There had been an unusually calm spell of weather in the
spring of 1813, thus the mighty squall which arose that morning took five
whaling ships unawares. Along with the
Oscar, captained by John Innes, the Hercules, Latona, Middleton and St Andrew
were riding at anchor when the wind whipped around to the south-west and forced
three of the ships out of the Dee estuary to avoid damage. Crewmen from the Latona and Oscar were still onshore
enjoying liquid refreshment from the previous night, doubtless in some of the
hostelries in Fittie or Torry; once they had been retrieved via a rowing boat,
the sea lay disturbingly calm. Captain
Innes cleared the estuary, but struggled to steer with Venus’ help at the helm
as the heavy sea rolled ominously beneath them.
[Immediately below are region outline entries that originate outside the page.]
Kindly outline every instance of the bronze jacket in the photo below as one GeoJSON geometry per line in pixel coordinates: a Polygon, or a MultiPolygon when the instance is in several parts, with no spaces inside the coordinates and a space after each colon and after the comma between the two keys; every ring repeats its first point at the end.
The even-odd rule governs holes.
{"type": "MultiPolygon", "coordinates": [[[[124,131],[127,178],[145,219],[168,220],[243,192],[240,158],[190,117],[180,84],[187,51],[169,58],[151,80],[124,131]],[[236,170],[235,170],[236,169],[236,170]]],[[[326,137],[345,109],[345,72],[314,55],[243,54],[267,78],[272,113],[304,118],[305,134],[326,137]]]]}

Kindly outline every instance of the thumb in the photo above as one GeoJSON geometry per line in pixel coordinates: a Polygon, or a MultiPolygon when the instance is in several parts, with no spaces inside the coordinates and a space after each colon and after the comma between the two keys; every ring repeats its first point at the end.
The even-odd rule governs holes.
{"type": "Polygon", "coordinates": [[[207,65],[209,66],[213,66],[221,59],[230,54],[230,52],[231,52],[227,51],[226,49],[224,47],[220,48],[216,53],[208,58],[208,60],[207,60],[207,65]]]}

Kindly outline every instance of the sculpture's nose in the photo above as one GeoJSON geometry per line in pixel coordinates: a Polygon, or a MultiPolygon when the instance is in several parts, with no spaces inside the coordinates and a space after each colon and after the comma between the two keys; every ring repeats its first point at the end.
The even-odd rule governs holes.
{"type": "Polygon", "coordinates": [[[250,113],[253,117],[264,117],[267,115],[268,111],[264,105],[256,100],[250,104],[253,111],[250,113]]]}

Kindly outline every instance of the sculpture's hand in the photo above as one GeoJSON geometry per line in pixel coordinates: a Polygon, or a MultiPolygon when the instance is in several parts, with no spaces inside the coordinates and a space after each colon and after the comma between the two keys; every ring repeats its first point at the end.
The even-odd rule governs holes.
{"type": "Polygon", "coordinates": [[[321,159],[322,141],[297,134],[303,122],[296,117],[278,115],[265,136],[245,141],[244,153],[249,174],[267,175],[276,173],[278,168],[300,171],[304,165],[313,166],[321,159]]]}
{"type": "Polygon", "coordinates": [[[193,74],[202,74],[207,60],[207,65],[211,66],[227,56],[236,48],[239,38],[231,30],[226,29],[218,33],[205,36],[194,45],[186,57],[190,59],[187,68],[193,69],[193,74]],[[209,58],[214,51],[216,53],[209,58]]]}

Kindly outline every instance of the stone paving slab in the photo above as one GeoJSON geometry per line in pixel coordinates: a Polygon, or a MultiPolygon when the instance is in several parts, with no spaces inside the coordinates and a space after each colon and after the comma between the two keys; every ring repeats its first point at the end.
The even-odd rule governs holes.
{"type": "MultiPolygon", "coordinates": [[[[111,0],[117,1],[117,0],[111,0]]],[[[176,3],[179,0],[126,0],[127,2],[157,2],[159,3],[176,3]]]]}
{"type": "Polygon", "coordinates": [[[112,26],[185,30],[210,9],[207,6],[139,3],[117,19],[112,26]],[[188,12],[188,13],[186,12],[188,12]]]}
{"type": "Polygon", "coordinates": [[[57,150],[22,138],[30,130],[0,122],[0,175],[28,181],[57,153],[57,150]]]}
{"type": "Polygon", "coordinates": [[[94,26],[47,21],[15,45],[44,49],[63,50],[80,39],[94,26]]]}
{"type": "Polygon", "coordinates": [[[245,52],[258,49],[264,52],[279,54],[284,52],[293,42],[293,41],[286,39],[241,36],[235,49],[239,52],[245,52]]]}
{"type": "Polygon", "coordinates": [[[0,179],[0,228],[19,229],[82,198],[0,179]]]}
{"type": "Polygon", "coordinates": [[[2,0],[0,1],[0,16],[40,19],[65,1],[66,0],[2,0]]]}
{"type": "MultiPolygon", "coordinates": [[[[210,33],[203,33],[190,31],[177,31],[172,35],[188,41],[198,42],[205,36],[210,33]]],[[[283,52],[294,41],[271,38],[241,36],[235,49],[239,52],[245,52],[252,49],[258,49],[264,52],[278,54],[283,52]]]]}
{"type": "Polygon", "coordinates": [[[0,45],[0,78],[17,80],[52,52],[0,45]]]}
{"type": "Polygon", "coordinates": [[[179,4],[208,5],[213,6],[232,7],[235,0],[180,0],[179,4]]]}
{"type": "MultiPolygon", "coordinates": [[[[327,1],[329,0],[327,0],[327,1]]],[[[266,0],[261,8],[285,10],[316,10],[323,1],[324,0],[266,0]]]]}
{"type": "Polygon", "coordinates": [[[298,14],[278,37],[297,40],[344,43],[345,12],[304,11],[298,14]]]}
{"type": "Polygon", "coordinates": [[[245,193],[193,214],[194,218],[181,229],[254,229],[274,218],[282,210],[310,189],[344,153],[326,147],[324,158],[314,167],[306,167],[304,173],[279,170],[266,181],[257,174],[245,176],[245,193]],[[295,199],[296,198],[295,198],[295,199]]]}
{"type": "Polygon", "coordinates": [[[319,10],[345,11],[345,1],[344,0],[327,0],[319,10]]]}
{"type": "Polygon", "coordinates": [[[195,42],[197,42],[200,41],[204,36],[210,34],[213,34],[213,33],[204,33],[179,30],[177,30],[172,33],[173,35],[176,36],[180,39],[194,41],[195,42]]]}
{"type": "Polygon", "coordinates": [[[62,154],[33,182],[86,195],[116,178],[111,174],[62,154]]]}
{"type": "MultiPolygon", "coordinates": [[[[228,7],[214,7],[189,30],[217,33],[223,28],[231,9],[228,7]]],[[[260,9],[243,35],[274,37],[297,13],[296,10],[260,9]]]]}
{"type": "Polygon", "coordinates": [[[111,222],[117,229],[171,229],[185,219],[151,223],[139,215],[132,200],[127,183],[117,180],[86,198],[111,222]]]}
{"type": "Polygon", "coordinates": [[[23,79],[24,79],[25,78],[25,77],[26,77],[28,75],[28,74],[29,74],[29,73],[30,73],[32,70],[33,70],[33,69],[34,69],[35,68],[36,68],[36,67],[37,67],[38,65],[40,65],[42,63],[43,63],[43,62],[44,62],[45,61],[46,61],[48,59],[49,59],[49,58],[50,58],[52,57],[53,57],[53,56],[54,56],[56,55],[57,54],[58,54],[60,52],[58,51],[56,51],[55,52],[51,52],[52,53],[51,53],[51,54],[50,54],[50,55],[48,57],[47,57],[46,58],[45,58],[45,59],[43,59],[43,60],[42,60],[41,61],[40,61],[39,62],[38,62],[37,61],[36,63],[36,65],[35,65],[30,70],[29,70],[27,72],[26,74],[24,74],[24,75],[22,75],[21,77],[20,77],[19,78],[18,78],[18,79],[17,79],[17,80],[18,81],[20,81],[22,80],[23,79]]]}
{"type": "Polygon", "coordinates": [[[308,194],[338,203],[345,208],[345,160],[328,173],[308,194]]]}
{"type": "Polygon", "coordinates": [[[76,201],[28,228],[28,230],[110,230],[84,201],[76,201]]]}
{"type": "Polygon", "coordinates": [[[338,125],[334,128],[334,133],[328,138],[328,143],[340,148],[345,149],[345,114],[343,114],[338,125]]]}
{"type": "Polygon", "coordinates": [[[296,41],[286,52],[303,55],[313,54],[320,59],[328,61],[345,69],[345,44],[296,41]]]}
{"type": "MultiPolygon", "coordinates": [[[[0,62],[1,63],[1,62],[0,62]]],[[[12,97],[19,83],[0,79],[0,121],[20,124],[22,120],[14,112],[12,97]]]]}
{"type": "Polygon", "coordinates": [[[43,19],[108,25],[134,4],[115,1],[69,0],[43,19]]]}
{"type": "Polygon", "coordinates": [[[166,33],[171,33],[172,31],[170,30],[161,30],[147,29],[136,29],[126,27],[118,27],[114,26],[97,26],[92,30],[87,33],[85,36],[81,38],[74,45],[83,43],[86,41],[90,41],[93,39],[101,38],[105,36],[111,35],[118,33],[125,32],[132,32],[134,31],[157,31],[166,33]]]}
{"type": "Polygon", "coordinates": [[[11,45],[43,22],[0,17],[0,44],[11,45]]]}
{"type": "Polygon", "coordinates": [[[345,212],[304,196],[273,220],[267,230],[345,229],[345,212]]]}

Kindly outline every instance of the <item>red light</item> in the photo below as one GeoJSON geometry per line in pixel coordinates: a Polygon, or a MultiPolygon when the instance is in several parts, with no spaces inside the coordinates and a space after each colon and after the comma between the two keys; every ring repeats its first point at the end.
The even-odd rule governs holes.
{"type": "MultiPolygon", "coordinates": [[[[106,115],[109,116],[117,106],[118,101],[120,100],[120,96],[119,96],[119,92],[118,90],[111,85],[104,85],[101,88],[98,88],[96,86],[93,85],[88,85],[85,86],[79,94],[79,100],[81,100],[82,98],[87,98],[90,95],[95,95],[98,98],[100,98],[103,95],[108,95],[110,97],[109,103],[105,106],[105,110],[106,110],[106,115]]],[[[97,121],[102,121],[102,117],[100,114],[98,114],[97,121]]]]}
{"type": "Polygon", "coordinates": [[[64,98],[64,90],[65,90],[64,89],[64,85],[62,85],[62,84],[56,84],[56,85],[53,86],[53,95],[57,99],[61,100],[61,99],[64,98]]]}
By 11am, the Oscar was struck by a new gale which drove it hard inland
towards Greyhope Bay. A number of
onlookers had already gathered there to watch the progress of the ships. Half an hour later, the Oscar foundered on
the Bruntscallie rocks by the bay, monstrous waves engulfing the vessel.
The Torry folk watched in horror as the crew clambered onto
the rigging in a vain attempt to save themselves. Captain Innes tried to shout to these
observers, they tried to call to him, but the wind tore the words from their
very lips. The crew then cut down their
mainmast, hoping it would fall straight onto the rocky shore and provide them
with an escape route, but it crashed uselessly into the sea beside them. Few of the whalers would have been able to
swim due to the old seafaring superstition that if the sea gods wanted a
sacrifice, they would not be denied, hence it was quicker to drown than
fight. Somehow, John Jamson made it
ashore, and to his great surprise was dragged to safety by his own uncle,
Richard Jamson, a retired whaling captain, who had been among the crowd at
Greyhope Bay.
By midday, the folk had sorrowfully observed Captain Innes
and his remaining crew drown as the Oscar broke up beneath them. For the next few weeks, bodies from the
stricken ship would wash ashore; every other day a new widow would lament her
loss. The majority of the bodies were
interred in a mass grave at old St Fittick’s Kirk not far from where they came
ashore.
The other ships fared slightly better, and on the St Andrew,
Captain Reid was lauded by the Aberdeen Journal for his amazing “seamanship and
exertion” at being able to return to port while his fellows on the Oscar perished.
The outpouring of sorrow and sympathy was exemplified in the
raising of £12,000 for the families of the crew. The disaster, immortalised in poetry by local
worthy, William Cadenhead, and an anonymous correspondent to the Aberdeen
Journal, prompted renewed calls for a lighthouse to protect shipping, yet it
took another twenty years before the Stevenson-designed beacon, built by James
Gibbs was completed.
Oddly enough, even
the installation of a lighthouse was not enough to prevent another, though
lesser disaster happening a century later in the same spot, when the
Danish-registered G Coch ran aground with the loss of the seven-strong crew.
If you walk through St Nicholas Kirkyard from Union Street
and look for the headstone to John Coutts, only eighteen, son of a local
shoemaker, “drowned by the wreck of the ship Oscar at the Girdleness”. Perhaps it was all his father had to keep the
harpooner laddie’s memory alive? It is
perhaps also the only visible monument in the city to the ship and her tragic
crew, and thus will cause the more curious amongst us to “think of the
mariners”, as McGonnagall charged the readers of his verbose epic to do.